Your politician doesn’t get elected, just wait four years, eight if you’re unlucky. Thanksgiving 2004 I’d already had a martini at some nameless suburban chain restaurant with my parents and my brother’s family. Everyone laughed, everyone told funny stories, everyone resurrected happy memories of good times through the years. After I started my second martini, Mom did it.
“Jim,” she asked, “what did you think about the election?”
She broke the rule. I took a sip of my martini.
“Mother,” I reprimanded with the nicest voice I could muster, “you know the rule. We don’t talk politics with each other. No exceptions.”

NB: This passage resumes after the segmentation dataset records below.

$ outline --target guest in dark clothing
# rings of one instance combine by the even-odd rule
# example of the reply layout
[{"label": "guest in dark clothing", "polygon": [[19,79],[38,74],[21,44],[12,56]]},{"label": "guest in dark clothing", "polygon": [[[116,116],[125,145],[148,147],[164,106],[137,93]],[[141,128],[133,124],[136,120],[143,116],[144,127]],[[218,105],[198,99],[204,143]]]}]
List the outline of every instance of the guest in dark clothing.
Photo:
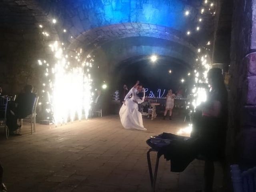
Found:
[{"label": "guest in dark clothing", "polygon": [[176,141],[162,148],[163,154],[171,161],[174,171],[183,171],[195,158],[205,160],[204,191],[212,192],[214,161],[222,163],[226,176],[225,148],[227,126],[227,92],[220,69],[212,68],[208,73],[211,89],[208,101],[197,109],[194,117],[191,137]]},{"label": "guest in dark clothing", "polygon": [[24,87],[24,92],[18,96],[15,103],[10,104],[6,116],[6,125],[10,134],[14,134],[14,132],[18,128],[18,119],[23,118],[32,113],[36,95],[32,93],[33,87],[27,85]]}]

She persisted, no – she insisted. She loved my sense of history, she said, she wanted to know what I think. That didn’t work, so she used a different argument. I felt her needles prick my skin, I felt her Jungle Red-painted fingernails stabbing me in the back. And I felt her wagging her index finger in disapproval, echoing the refrain from my childhood, “You’re a bad boy, Jimmy Wood.”
All right, I thought, my anger spilling over into my drink, she can have the truth. So I gave it to her. I told her Bush was a killer, an idiot, and a liar. I told her the election was a travesty and like 2000, Bush had stolen the election from a good man – a really good man, this time. I told him he’d sullied the reputation of a military hero who’d had the courage to go to Vietnam when he acted the coward. And I told her that Bush was on his way to becoming the worst president ever.
“I can’t believe this,” she answered. “None of my sons has ever spoken to me in this manner.”